1. modération des besoins de transport : essayez d’éviter les déplacements inutiles, réduisez la distance entre le travail et le domicile ;

2. le mode de déplacement actif tel que la marche ou le vélo, ou les transports en commun ;

3. Améliorer le remplissage des véhicules, par exemple une voiture ;

4. Réduire la consommation d’énergie des véhicules : cela comprend non seulement des aspects techniques, mais aussi des mesures conscientes telles que la conduite écologique ou la réduction de la vitesse sur les routes ;

5. Décarbonation de l’énergie : passage du pétrole à d’autres sources d’énergie, notamment les véhicules électriques. C’est la pire des solutions pour le moment.

D’un point de vue climatique, une voiture électrique ne suffit pas non plus. Elle ne produit que trois fois moins d’émissions qu’une voiture chaude, ce qui n’est pas suffisant. De plus, le temps de renouvellement des véhicules électriques est très long, et le coût d’achat des véhicules électriques est encore élevé. Si l’on veut réduire les émissions et la consommation de pétrole à court terme, notamment pour des raisons géopolitiques, il ne faut pas compter sur ce seul levier.

En revanche, on peut penser à se tourner vers des véhicules légers ou intermédiaires entre le vélo et la voiture, comme la voiture [véhicule électrique], le vélo à assistance électrique, les vélos cargo qui permettent de transporter plus de poids, les vélos pliants sont peuvent être des transports en commun, des chars ou des vélos multiplaces.

Cette dépendance au pétrole ne menace-t-elle pas de crise sociale ?

Tout dépend de la manière dont la transition est gérée.
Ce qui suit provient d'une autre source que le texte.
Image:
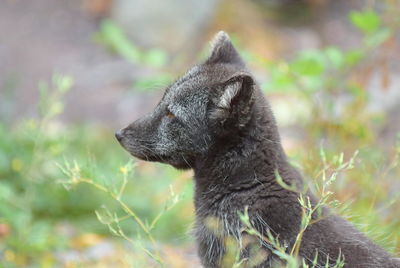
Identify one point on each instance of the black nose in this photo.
(118, 135)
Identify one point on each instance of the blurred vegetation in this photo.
(56, 178)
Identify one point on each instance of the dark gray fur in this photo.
(216, 121)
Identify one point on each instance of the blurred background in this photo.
(74, 71)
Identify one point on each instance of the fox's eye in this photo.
(169, 114)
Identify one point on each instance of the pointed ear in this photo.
(223, 50)
(236, 97)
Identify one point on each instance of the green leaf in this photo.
(367, 21)
(113, 36)
(378, 37)
(155, 57)
(309, 63)
(335, 56)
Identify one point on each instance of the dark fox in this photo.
(216, 121)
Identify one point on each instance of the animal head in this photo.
(212, 102)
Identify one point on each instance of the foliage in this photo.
(135, 201)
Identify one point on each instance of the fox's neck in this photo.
(258, 155)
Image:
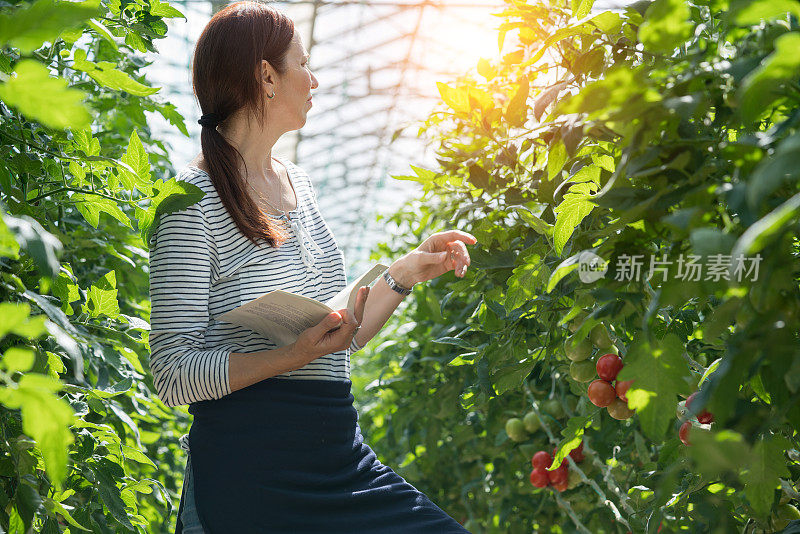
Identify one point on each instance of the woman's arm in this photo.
(381, 304)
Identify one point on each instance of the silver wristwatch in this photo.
(389, 280)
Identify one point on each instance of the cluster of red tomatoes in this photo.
(560, 478)
(608, 392)
(705, 417)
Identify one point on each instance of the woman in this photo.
(274, 445)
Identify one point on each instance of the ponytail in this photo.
(227, 56)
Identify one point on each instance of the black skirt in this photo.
(287, 455)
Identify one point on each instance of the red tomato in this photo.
(562, 486)
(622, 388)
(541, 460)
(539, 478)
(705, 416)
(683, 433)
(559, 475)
(601, 393)
(608, 367)
(563, 462)
(577, 453)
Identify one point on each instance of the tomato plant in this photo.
(630, 178)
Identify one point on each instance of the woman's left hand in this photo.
(441, 252)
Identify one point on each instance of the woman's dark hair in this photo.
(226, 78)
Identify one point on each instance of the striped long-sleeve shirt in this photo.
(201, 266)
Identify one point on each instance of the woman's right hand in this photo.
(332, 334)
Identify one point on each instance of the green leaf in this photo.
(15, 523)
(163, 9)
(758, 235)
(110, 493)
(659, 375)
(479, 177)
(716, 453)
(666, 26)
(457, 341)
(773, 172)
(28, 27)
(517, 111)
(42, 246)
(103, 32)
(536, 224)
(581, 8)
(102, 299)
(761, 87)
(45, 417)
(45, 99)
(55, 507)
(173, 195)
(18, 359)
(573, 435)
(563, 269)
(608, 22)
(526, 281)
(572, 210)
(765, 467)
(457, 99)
(556, 157)
(511, 376)
(91, 205)
(137, 159)
(136, 455)
(106, 74)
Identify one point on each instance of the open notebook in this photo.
(282, 316)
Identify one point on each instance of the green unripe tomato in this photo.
(573, 479)
(576, 321)
(599, 337)
(578, 352)
(515, 429)
(553, 407)
(572, 403)
(583, 371)
(531, 422)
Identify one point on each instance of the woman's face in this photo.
(293, 88)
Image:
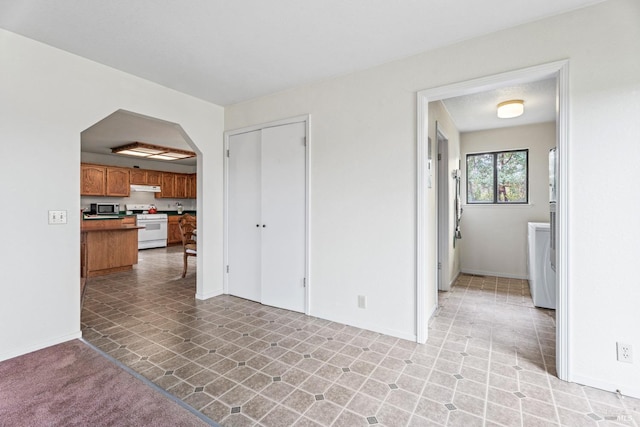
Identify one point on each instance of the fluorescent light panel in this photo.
(511, 109)
(150, 151)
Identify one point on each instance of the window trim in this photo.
(495, 155)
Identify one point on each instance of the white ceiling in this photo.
(124, 127)
(227, 51)
(479, 111)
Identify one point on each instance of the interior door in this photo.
(244, 211)
(284, 216)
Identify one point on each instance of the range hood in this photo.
(146, 188)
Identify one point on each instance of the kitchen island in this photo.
(108, 246)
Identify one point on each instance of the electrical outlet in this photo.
(57, 217)
(362, 301)
(625, 352)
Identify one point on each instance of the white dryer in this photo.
(542, 278)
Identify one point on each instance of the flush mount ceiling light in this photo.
(510, 109)
(150, 151)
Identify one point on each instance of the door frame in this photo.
(442, 201)
(306, 119)
(559, 70)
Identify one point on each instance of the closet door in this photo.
(284, 216)
(243, 210)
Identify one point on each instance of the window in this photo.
(501, 177)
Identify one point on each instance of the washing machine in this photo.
(542, 278)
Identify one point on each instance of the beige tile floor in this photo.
(489, 360)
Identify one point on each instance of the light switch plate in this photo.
(57, 217)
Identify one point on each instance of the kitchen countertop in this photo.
(175, 213)
(115, 227)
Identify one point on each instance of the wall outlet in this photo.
(625, 352)
(57, 217)
(362, 301)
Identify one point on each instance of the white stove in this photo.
(154, 233)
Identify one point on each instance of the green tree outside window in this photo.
(498, 178)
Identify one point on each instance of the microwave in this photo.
(105, 208)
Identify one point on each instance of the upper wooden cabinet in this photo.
(138, 176)
(97, 180)
(167, 187)
(118, 182)
(93, 180)
(180, 186)
(192, 187)
(154, 178)
(145, 177)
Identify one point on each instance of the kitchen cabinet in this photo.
(180, 185)
(113, 181)
(192, 186)
(117, 182)
(145, 177)
(98, 180)
(93, 179)
(138, 176)
(267, 216)
(108, 246)
(173, 231)
(177, 186)
(154, 178)
(167, 187)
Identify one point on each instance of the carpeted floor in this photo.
(71, 384)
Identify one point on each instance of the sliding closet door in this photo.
(284, 216)
(244, 225)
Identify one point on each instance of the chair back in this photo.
(187, 223)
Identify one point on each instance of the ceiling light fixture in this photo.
(154, 152)
(510, 109)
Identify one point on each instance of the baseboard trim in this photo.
(208, 295)
(367, 326)
(35, 347)
(629, 390)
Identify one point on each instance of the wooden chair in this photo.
(187, 225)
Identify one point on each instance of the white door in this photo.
(244, 236)
(283, 216)
(267, 216)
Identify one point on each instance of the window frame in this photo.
(495, 155)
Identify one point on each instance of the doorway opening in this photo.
(125, 127)
(426, 266)
(442, 144)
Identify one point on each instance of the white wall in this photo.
(47, 97)
(438, 113)
(363, 174)
(495, 237)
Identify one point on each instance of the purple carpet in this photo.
(71, 384)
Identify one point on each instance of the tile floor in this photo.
(489, 360)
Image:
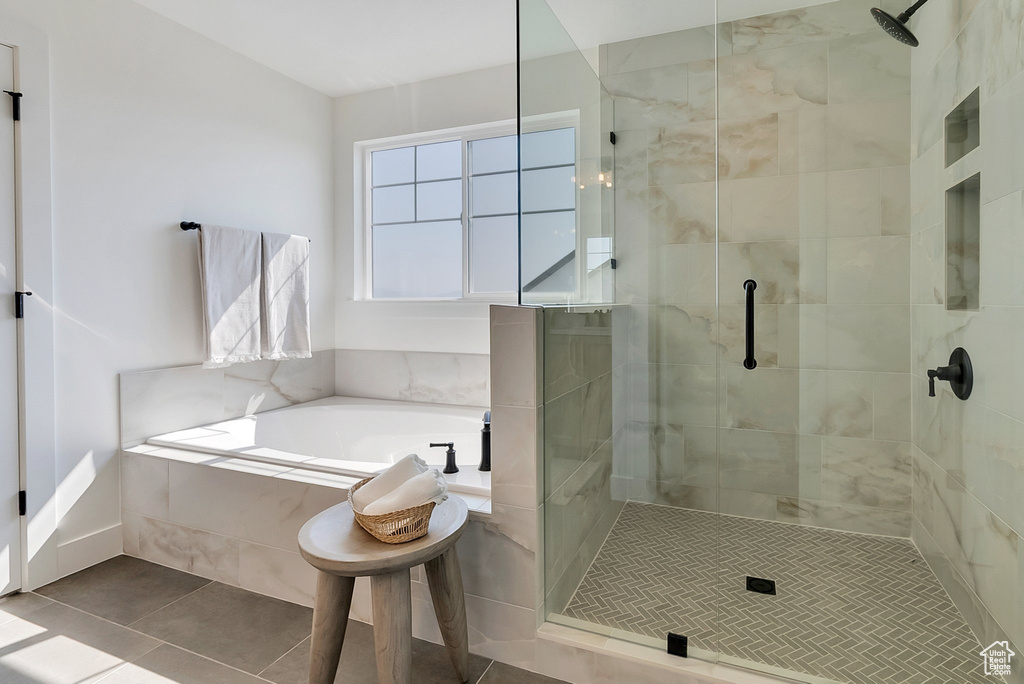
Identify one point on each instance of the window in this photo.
(442, 214)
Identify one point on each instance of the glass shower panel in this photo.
(631, 390)
(565, 167)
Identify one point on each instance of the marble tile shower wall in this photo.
(579, 433)
(813, 203)
(969, 456)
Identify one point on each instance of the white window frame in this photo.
(363, 161)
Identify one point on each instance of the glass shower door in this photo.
(818, 576)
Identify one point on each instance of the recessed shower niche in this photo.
(963, 129)
(963, 245)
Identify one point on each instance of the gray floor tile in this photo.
(499, 673)
(358, 666)
(229, 625)
(849, 607)
(61, 645)
(123, 589)
(169, 664)
(20, 605)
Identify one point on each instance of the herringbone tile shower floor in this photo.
(849, 607)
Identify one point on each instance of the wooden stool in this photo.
(334, 544)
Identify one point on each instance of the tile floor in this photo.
(130, 622)
(848, 607)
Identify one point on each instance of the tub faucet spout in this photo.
(450, 466)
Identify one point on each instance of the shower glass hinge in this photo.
(15, 103)
(19, 303)
(677, 644)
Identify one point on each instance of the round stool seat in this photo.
(334, 542)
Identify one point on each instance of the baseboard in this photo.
(89, 550)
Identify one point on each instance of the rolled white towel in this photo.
(422, 488)
(388, 480)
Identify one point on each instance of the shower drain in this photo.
(761, 586)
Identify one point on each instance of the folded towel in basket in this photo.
(416, 492)
(388, 480)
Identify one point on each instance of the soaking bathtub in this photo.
(348, 436)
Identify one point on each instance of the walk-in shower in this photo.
(761, 469)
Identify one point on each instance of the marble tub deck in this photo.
(849, 607)
(128, 621)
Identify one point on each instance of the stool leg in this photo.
(392, 598)
(444, 579)
(334, 597)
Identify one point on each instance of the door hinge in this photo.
(19, 303)
(15, 100)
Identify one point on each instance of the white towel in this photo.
(422, 488)
(229, 267)
(388, 480)
(286, 297)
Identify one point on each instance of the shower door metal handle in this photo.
(750, 362)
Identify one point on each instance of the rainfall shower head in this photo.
(896, 26)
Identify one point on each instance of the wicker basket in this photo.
(403, 525)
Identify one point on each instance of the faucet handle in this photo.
(450, 464)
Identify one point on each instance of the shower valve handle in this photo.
(960, 375)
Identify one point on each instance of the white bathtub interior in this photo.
(348, 436)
La première priorité, nous avons l’alignement des leviers que j’évoquais et la réduction des coûts de déplacement. Par exemple, si nous réduisons la distance, cela réduira le coût du transport. Si nous utilisons plus souvent un vélo ou si nous conduisons une voiture, cela coûte moins cher qu’une voiture particulière. Cependant, si nous optons pour des voitures qui consomment moins d’énergie, plus conscientes, moins chères à acheter et à utiliser.

Aussi, les personnes les plus vulnérables sont celles qui se retrouvent dépendantes de la voiture avec de faibles revenus. Si nous sommes très fiers de la transition énergétique, ils en seront les principaux bénéficiaires.

Pensez-vous que la pénurie de carburant pourrait avoir un effet permanent sur notre flux actuel ?

Tout dépend de la durée de la pénurie. Il y a eu de nombreux problèmes comme celui-ci, mais malheureusement il n’y a eu aucune conséquence pour la négligence de notre système de transport. Il suffit de comparer le Covid-19 à un problème de longue durée qui aurait pu faire réfléchir : les aménagements cyclables temporaires par exemple. Cependant, nous voyons que les schémas de mouvement sont revenus à la normale. Après quelques jours de stress, je ne m’attends pas à ce qu’il en soit autrement.

En revanche, ce qui change par rapport au Covid, c’est que cette pénurie est immédiatement impactée par le carburant. C’est une incitation naturelle à tout ce qui va dans le sens d’une réduction de la consommation de pétrole. En comparaison, Covid n’aimait pas la voiture ou les transports en commun à cause de la distanciation sociale. Mais en revanche, lors de la grève des transports en commun fin 2019 à Paris, on constate un effet durable sur la pratique du vélo.